Since December, the GitHub team behind Actions Runner Controller (ARC) has been hard at work, and they have some exciting updates. The latest release of ARC includes several new features and improvements that enhance the functionality and usability of the tool. As always, you need to be on the latest version of ARC to have full access to GitHub support and the latest features.
In December, the team released 0.10.0 and 0.10.1. The major feature in this release is that some key rate limiters are now configurable. I’ll cover some of these details in a future post, but for now the key takeaway is that k8sClientRateLimiterQPS
, k8sClientRateLimiterBurst
, and runnerMaxConcurrentReconciles
are now configurable. But what does this actually mean? The setting runnerMaxConcurrentReconciles
configures how many threads the EphemeralRunnerController uses for reconciliation. Instead of being limited to a single thread, it defaults to two threads (and the number is configurable). This allows it to do more in parallel, including making requests to create and delete runner resources. This provides a significant performance boost, especially in larger clusters with many resources.

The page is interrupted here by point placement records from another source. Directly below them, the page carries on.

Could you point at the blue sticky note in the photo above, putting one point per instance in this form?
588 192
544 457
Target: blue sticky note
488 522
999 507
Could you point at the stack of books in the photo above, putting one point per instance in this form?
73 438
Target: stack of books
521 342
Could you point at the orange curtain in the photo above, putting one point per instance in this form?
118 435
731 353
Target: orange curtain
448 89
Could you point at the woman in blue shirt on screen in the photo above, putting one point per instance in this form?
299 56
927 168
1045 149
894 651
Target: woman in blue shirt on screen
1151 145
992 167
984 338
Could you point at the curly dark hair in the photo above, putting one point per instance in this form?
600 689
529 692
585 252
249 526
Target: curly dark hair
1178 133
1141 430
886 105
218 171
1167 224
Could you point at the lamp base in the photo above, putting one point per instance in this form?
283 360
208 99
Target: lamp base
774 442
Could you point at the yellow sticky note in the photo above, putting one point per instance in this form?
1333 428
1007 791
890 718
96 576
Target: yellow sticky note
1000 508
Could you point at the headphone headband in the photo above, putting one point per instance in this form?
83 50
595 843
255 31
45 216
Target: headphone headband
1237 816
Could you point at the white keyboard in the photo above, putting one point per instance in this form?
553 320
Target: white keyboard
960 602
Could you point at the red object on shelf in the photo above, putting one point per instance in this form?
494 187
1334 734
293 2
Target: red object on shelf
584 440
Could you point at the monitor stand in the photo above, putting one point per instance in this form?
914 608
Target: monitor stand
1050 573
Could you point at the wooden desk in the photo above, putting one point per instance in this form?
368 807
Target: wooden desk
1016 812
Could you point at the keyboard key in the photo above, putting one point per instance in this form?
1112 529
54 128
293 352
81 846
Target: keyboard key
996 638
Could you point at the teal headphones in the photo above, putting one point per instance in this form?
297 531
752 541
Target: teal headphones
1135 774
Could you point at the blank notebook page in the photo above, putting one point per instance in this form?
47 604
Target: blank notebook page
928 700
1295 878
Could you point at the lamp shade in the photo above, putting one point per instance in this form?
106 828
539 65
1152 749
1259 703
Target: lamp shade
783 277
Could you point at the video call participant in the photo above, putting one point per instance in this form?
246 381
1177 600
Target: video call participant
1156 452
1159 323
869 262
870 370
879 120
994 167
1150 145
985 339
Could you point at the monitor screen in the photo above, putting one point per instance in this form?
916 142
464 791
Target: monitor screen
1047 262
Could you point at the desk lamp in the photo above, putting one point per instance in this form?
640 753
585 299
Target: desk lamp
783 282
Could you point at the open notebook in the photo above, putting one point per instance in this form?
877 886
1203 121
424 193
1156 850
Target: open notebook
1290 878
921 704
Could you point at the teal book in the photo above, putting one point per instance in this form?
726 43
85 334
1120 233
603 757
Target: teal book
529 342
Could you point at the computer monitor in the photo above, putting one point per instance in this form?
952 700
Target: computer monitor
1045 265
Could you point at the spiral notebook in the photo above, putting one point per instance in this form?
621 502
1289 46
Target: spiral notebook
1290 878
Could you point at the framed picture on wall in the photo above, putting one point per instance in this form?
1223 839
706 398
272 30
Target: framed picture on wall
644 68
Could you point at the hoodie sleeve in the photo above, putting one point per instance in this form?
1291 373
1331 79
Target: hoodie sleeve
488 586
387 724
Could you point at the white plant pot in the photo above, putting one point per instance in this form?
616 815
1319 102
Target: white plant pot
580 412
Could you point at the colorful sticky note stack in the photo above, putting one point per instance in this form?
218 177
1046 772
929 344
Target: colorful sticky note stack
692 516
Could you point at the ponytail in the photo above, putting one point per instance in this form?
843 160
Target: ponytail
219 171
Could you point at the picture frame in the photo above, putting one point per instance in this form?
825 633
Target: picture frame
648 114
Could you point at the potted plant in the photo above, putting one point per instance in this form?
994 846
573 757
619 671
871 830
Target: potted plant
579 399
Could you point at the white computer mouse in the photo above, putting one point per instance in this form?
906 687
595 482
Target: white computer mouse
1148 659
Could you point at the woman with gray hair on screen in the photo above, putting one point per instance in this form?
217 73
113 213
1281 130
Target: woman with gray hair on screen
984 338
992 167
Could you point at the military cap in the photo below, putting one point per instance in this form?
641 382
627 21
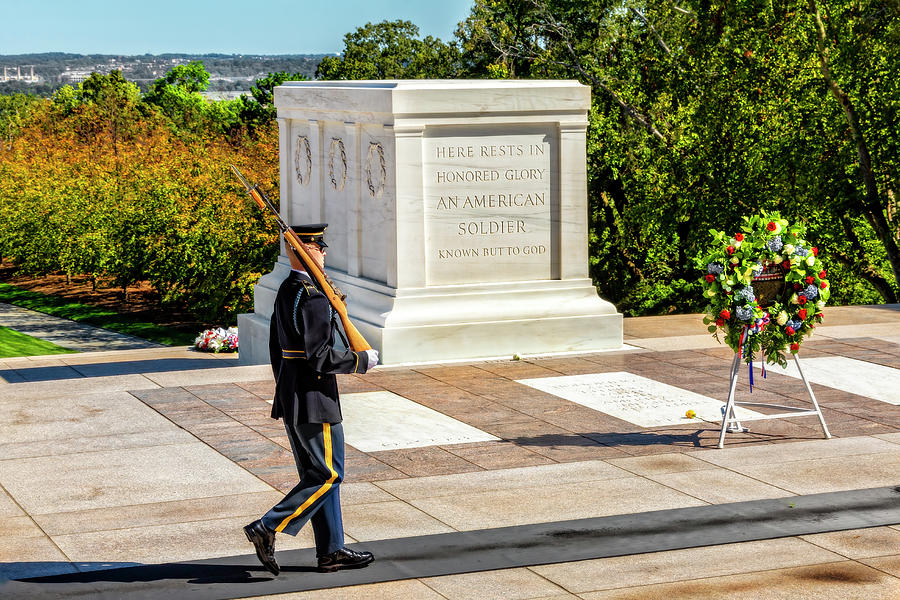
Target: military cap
313 233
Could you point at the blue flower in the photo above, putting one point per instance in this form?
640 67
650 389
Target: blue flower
746 293
744 313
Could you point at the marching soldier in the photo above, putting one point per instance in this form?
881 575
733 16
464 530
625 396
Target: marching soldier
305 360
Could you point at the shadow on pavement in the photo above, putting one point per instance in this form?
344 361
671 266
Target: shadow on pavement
197 573
134 367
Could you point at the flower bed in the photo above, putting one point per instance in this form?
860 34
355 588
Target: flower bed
765 246
217 340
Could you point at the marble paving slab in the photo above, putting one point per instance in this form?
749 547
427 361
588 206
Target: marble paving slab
849 375
386 421
639 400
86 480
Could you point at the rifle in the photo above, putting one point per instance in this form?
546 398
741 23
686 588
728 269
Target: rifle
356 340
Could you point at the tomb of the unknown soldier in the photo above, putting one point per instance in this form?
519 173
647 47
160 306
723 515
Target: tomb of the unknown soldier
459 212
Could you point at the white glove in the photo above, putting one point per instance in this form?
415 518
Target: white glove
373 358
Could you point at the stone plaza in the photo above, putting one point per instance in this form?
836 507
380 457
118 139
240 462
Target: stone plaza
138 481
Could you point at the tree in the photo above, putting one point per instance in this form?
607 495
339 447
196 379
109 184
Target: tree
703 113
14 111
390 50
177 95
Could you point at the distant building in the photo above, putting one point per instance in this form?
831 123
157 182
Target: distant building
15 74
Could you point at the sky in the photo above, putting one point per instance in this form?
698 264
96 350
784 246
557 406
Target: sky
209 26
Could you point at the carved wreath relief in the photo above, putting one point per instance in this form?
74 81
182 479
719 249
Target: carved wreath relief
303 160
337 149
376 175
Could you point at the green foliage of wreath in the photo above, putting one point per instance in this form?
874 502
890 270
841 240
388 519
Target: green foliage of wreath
765 241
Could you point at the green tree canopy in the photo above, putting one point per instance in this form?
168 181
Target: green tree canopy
390 50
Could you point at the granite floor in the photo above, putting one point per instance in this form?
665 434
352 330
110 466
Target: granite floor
152 455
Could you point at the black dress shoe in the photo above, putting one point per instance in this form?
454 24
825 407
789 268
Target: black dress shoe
263 539
345 558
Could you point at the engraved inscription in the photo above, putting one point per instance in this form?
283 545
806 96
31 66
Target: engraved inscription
488 207
633 398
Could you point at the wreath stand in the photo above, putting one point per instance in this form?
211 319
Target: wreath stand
730 422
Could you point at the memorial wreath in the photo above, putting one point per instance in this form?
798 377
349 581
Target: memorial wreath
766 287
217 340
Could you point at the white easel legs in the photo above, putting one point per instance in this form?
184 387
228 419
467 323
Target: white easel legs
731 424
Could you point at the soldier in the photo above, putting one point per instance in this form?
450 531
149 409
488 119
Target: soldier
305 359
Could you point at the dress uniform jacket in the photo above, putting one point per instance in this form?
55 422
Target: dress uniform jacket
303 354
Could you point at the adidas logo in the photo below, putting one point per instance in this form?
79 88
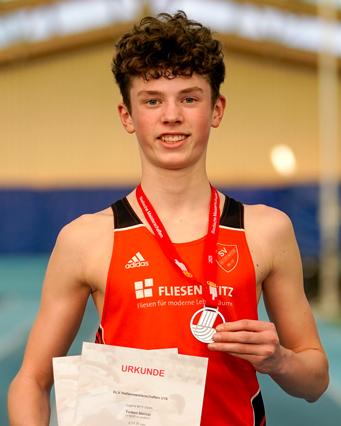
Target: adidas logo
143 288
137 261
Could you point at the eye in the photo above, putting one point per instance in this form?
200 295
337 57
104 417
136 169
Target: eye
152 102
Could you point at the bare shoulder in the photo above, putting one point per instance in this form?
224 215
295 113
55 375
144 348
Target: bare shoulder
86 229
83 249
267 223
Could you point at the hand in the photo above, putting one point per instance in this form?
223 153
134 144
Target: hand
253 341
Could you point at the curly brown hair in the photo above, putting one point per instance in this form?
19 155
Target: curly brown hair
167 46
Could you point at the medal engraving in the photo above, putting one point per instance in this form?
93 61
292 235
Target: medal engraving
204 330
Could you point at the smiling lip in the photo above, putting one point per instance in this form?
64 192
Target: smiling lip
172 138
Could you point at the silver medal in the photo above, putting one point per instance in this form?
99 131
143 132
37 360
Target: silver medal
204 330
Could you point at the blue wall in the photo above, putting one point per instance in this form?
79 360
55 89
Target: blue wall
30 219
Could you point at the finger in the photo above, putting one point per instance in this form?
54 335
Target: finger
248 325
239 337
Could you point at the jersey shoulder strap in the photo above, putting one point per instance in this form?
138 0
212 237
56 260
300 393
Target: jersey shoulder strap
233 214
124 215
231 217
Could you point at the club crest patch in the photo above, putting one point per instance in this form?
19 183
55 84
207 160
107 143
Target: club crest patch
227 256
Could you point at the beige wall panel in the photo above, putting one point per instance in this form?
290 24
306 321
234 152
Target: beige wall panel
59 124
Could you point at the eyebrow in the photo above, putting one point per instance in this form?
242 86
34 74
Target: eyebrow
157 92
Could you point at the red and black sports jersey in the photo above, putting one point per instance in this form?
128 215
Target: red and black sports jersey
149 304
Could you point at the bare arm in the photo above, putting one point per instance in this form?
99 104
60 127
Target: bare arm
63 303
288 349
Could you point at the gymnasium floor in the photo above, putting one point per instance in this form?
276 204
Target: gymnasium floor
20 285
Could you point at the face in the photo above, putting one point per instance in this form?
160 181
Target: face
172 120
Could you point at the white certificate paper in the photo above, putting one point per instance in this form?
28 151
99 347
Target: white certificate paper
124 386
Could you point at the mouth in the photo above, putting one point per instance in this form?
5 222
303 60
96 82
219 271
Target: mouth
173 138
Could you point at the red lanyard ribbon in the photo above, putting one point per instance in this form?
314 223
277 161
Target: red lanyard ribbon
209 263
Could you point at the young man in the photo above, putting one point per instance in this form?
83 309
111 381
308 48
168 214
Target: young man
220 254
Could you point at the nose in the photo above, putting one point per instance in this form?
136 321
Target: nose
172 113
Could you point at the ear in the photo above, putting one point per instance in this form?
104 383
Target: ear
125 118
218 111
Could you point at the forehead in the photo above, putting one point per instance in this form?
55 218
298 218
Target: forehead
166 86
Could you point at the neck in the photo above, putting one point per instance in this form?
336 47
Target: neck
176 190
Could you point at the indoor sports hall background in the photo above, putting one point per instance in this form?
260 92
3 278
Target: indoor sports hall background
63 151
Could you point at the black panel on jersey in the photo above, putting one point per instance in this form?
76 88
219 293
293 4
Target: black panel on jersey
233 214
124 215
258 410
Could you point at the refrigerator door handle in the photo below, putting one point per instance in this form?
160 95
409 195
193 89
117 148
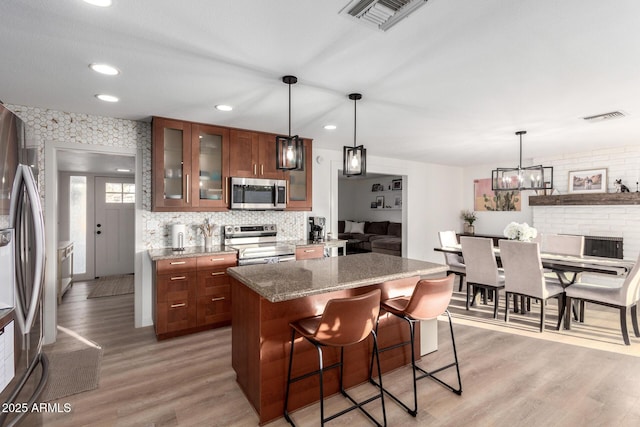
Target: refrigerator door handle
24 183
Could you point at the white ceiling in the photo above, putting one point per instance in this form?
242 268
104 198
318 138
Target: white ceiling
450 84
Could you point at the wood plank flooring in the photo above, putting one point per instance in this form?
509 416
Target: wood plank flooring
508 379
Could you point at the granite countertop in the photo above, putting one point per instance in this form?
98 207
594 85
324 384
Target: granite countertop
191 251
296 279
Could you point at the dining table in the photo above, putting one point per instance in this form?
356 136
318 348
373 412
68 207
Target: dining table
567 268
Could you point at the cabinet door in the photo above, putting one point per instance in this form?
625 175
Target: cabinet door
171 166
243 154
267 158
299 182
210 160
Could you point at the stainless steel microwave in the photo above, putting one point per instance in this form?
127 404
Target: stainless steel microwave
258 194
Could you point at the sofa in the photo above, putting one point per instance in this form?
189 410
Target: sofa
372 236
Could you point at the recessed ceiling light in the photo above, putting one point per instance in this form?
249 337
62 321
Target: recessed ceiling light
107 98
100 3
105 69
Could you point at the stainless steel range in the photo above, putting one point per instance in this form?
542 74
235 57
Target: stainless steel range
258 244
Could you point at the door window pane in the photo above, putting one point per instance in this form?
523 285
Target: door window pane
116 192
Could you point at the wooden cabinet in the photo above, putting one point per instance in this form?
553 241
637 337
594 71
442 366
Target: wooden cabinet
309 251
253 155
192 294
192 163
190 166
299 183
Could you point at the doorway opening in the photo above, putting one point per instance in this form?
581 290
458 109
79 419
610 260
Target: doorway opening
376 204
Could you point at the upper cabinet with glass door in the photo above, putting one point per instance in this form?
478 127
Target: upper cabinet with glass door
190 166
210 151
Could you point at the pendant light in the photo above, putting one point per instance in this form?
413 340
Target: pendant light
289 148
522 178
354 159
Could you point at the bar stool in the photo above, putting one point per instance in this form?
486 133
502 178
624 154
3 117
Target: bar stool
429 299
344 322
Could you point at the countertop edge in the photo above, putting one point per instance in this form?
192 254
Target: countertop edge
440 268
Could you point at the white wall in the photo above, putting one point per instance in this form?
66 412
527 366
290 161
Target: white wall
430 206
602 220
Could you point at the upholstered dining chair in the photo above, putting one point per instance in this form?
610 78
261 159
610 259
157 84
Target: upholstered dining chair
454 261
525 277
482 269
623 294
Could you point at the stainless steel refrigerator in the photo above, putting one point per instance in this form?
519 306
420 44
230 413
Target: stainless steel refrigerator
22 265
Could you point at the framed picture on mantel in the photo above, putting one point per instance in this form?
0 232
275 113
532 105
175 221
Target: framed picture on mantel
588 181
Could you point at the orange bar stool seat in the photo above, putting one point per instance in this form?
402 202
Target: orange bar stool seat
430 298
344 322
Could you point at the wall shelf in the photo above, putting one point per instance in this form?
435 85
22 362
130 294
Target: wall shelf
586 199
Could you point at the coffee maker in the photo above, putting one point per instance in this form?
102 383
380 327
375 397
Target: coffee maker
317 228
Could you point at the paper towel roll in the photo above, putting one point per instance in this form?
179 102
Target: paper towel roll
178 236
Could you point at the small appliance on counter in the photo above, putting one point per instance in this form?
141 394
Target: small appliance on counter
317 228
178 236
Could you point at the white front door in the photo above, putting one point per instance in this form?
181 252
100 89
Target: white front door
114 225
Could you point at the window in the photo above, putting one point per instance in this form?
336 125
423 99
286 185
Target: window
116 192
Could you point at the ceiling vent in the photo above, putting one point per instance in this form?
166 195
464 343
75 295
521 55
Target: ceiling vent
381 14
605 116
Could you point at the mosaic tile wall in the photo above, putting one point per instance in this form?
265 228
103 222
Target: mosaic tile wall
55 126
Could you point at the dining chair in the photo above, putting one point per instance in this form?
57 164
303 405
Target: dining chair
454 261
622 294
524 276
481 269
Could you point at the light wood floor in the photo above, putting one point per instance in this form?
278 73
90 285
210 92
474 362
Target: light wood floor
188 381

The other two settings allow you to configure the throttling behavior that determines how the controller can make requests to the Kubernetes API. When ARC is creating or deleting runners and their resources, it needs to make calls to the API server. These requests are throttled to avoid overwhelming the server. However, in some cases, you want to increase the rate at which requests can be made to allow more changes to happen in parallel. The first value, k8sClientRateLimiterQPS
configures the number of queries per second (QPS) that the controller can make to the API server. The second value, k8sClientRateLimiterBurst
, configures the burst size, which is the peak number of requests that can be made per second. Between these three settings, ARC can process more resources for runners in parallel. Just be careful not to overwhelm your API server!
The final change worth highlighting is that ARC occasionally encounters errors when registering new runners. Rather than continuously retrying, the controller will now perform an exponential backoff to give the system time to recover. This avoids the “thundering herd” problem, where it’s creating lots of requests close together for all of the scale sets, resulting in all of the requests getting throttled.
So what did 0.11.0 bring to the table? First, it had a number of bug fixes to improve performance and eliminate some known issues. It also further improved how ARC processes resource cleanups by trying to detect and eliminate unnecessary reconcile passes. Normally, ARC will queue a new reconcile pass while waiting for Kubernetes to acknowledge that resources have been deleted. In some cases, ARC doesn’t need to wait for this acknowledgement and can proceed to the next step without waiting. In other cases, ARC was a bit too aggressive. For example, it might report readiness slightly before the pod is actually ready. That was also patched.
The real change, however, is the introduction of configurable metrics. In release 0.8.2, a metrics bug was introduced that caused certain metrics to have “high cardinality.” Basically, the system was creating an excessive number of metrics for startup and execution times. The root cause was the accidental re-inclusion of the labels runner_id
and runner_name
in the duration metrics. This could cause performance issues, and it made certain calculations for Grafana more challenging.
Rather than simply fix this issue, the team decided to make the metrics more configurable. This means that you have some control over the metrics that are generated and their cardinality. You can now customize the buckets and configure which of the available labels are included in the metrics. This can improve performance and make it easier to use some of the metrics in Grafana.
This change does have a consequence. however.
Enabling the metrics is no longer enough. You must also configure the new listenerMetrics
field in the scale set to specify the metrics you want to collect. The
values.yaml
includes a commented-out example of how to configure these metrics, so make sure to review that. If you are upgrading to this version and you use metrics, you’ll need to update the yalues.yaml
for your scale sets to include these new settings. You’ll notice in reviewing the sample that some labels (like job_worfklow_ref
) are no longer available; you may also need to update your Grafana dashboards to reflect this change. Because of these modifications, I’m working on an updated version of my dashboard that updates it to use the new metrics approach. I’m basing it on the default configuration, so it should be a good starting point. I hope to have more news on that shortly.
As you can seem there’s a few interesting changes to ARC in the last few months to improve its performance and metrics. If you haven’t updated to the latest version, now is a great time to do it!